While I know many Thai women in the workforce (and in my opinion Thai women work harder and better than Thai men) it is also true that many Thai women, especially those from Isaan, prefer not to work but to stay home and perform the classic roles of cook, housewife, nanny, babysitter and sex provider. Many western men, perhaps tired of or unable to cope with “liberated” women, also prefer the traditional role a Thai woman is often happy to perform.

But a clear division of roles also indicates a clear division of responsibilities. My girl is quite happy to cook, shop and clean for me (and does not need nor want my involvement in these activities (although I am allowed to participate when she provides sex)) but my clear responsibility is to take care of her financially (and that also means her sister and family). Of course, that also puts another responsibility on her…not to waste my money.

I have no problem at all with this arrangement, and was aware of the requirements before we set up shop together. To make sure there isn’t a bottomless pit of financial requests, we agreed together a monthly budget, I give her the money and she has to allocate it, including how much to give to her family.

Back to domestic life…the other aspect is the laundry. Thais tend to be very sensitive to odors, and my girl is constantly cleaning the house. Even when she buys new clothes, they get washed before she wears them for the first time. I wake up in the morning and go to shower and shave, and when I come out of the bathroom the bed is made and she is in the kitchen preparing breakfast. (I use the word breakfast in the sense of the morning meal, most Thais don’t seem to eat different things at different times of day the way we do, and breakfast is usually whatever is left over from the night before’s dinner.)

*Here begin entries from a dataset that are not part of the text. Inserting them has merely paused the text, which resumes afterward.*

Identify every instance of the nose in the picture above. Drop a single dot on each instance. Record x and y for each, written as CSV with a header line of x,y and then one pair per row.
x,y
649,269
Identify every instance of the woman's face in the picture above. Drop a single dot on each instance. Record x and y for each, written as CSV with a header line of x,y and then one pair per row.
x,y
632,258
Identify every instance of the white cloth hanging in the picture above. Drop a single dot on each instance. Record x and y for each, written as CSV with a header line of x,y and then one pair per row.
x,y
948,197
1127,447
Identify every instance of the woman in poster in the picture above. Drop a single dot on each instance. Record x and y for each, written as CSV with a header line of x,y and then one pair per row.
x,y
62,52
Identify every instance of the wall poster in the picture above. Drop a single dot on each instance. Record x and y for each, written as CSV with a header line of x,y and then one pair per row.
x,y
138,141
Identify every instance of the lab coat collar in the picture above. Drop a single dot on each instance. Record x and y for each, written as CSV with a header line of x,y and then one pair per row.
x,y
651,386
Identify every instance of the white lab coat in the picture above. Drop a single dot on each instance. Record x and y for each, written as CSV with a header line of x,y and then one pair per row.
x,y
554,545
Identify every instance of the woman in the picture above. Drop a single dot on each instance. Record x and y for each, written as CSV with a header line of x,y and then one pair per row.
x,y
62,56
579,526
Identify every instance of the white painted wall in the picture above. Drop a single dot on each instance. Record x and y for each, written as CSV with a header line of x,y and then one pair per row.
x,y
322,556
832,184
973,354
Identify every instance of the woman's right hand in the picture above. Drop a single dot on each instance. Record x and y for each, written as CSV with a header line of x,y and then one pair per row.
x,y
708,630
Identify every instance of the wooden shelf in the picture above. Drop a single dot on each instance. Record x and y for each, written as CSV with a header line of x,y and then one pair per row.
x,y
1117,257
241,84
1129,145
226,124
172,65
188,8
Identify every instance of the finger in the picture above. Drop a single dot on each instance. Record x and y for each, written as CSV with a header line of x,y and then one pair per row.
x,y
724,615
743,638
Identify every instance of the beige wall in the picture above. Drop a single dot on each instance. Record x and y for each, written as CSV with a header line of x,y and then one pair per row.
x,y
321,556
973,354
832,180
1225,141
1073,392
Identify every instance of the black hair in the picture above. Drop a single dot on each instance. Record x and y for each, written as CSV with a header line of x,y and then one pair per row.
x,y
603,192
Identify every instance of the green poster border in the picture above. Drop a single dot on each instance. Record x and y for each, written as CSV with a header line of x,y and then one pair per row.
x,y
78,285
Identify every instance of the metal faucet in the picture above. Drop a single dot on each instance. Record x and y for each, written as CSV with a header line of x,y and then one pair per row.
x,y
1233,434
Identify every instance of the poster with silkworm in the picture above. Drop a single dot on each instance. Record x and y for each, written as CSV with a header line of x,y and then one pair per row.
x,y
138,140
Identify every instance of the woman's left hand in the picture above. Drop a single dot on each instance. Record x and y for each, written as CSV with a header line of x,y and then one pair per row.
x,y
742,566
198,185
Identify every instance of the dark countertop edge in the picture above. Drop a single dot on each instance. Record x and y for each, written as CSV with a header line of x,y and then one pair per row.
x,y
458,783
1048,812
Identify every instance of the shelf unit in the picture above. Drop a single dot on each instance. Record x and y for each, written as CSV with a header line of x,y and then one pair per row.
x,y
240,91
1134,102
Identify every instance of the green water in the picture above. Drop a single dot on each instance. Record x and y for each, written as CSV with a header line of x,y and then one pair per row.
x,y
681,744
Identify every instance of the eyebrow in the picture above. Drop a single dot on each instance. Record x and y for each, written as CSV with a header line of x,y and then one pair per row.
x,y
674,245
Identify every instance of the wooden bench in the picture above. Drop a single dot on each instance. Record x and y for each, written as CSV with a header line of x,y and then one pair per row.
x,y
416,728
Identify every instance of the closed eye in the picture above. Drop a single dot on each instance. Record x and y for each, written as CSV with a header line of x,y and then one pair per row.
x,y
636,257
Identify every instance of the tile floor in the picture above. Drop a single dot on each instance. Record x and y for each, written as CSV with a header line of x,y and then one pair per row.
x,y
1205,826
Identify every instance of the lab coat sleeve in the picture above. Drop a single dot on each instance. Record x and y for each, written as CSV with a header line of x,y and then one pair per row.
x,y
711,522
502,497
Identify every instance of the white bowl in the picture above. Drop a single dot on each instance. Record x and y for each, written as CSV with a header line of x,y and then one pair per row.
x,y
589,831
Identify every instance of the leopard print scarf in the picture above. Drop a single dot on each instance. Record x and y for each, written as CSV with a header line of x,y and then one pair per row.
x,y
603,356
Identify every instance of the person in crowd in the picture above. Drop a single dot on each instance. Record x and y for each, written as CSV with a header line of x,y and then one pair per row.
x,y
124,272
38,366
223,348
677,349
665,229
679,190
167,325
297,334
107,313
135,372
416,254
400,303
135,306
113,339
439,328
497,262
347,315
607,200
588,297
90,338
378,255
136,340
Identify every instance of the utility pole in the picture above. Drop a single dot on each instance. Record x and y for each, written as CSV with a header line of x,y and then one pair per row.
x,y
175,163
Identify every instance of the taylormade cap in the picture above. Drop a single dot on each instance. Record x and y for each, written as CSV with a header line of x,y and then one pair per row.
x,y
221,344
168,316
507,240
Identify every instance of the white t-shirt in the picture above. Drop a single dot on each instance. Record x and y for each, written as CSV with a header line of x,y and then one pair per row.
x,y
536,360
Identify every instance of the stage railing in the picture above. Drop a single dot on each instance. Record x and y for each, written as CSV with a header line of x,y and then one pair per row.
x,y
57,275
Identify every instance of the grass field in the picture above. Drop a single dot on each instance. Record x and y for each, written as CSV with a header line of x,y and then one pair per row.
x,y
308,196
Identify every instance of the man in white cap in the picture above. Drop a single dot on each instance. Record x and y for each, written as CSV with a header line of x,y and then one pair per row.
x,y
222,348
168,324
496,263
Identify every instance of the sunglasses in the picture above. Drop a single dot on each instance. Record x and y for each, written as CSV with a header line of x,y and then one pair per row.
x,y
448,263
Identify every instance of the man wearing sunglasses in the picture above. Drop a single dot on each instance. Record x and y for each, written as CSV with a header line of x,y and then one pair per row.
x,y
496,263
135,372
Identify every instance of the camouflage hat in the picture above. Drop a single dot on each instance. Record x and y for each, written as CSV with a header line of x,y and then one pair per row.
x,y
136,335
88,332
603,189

My clothes are washed regularly, which sometimes causes a problem as I return home from a week's trip in Bangkok and my wife and my maid are curious to know why my clothes are all clean. While we have a perfectly good dryer in Bangkok my girlfriend prefers to air dry the clothes, and there are drying racks all over the apartment for that purpose. The bed sheets are dried on the dining room table which, since it is never used for eating, is as good a use for it as anything else.

The Preamble to the US Constitution sets out six reasons why the document was being written:

• to form a more perfect Union
• establish Justice
• insure domestic Tranquility
• provide for the common defence,
• promote the general Welfare,
• secure the Blessings of Liberty

I believe that everyone’s definition of “domestic tranquility” differs and I am sure there are those who will find the preceding description of my life as incredibly boring. For my part, it suits me fine, and if I want to go out for a night and raise a bit of hell at Cowboy or Nana I simply announce that I am doing so and off I go. One of the benefits of being the guy who writes the checks is the ability to be in charge of those sorts of things. I don’t even think my girlfriend minds when I go out for a night, as she knows I’m coming home.

Al least, never once when I announced my intentions have I ever gotten The Look.

Take care,

Professor



Stickman's thoughts:

While your girlfriend makes you happy, do I get the feeling however that she is basically doing what she wants and what she feels is right for you, whether you agree or not? It seems that is the way things often are in relationships in Thailand with a Thai woman from a poor background and a Western man. I personally couldn't live that way but you seem happy enough so good on you.

One of my concerns with Thais is their almost complete reluctance to listen to other ideas and alternative ways of doing things. They can be very closed-minded in this respect and even if you are able to demonstrate that there may be a better way to do something or you would prefer something a different way (e.g. eating cereal for breakfast as opposed to last night's leftovers), they dismiss it as not Thai – and as such not right!